Banyak negara, salah satunya Vietnam, telah membuktikan bahwa mereka bisa mengontrol penularan virus SARS-CoV-2 dengan pembatasan aktivitas yang ketat. Mereka tidak perlu menunggu sampai terbentuk herd immunity. Pengalaman dunia dengan wabah SARS-CoV sebelumnya pada tahun 2002-2003 juga menunjukkan bahwa wabah bisa ditekan dengan isolasi, karantina, lockdown, identifikasi hewan pembawa, tanpa harus menunggu herd immunity terbentuk.
Oleh karena itu, Hakim menekankan bahwa konsep herd immunity tidak boleh diterapkan atau menjadi tujuan dalam menanggulangi wabah Covid-19, yang infeksinya masih menyebar dengan liar. Masyarakat tidak boleh dibiarkan bebas begitu saja seperti kondisi sebelum ada wabah.

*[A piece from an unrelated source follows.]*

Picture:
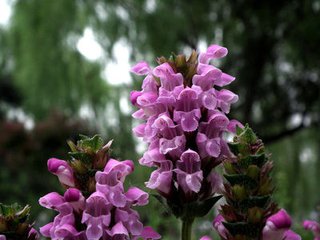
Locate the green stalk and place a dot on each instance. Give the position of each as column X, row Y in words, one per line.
column 186, row 229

“Pemerintah harus tetap menerapkan aturan secara ketat seperti menganjurkan tetap memakai masker saat berkegiatan di luar rumah, jaga jarak, menjaga kebersihan dengan mencuci tangan, menghindari kerumuman massa, membatasi aktivitas sosial, melakukan isolasi dan karantina bagi yang terpapar virus dan lainnya,” terang Hakim yang saat ini tengah melakukan persiapan dengan tim peneliti Pusat Kajian Kesehatan Anak untuk melakukan Uji Klinis Vaksin Rotavirus Fase III.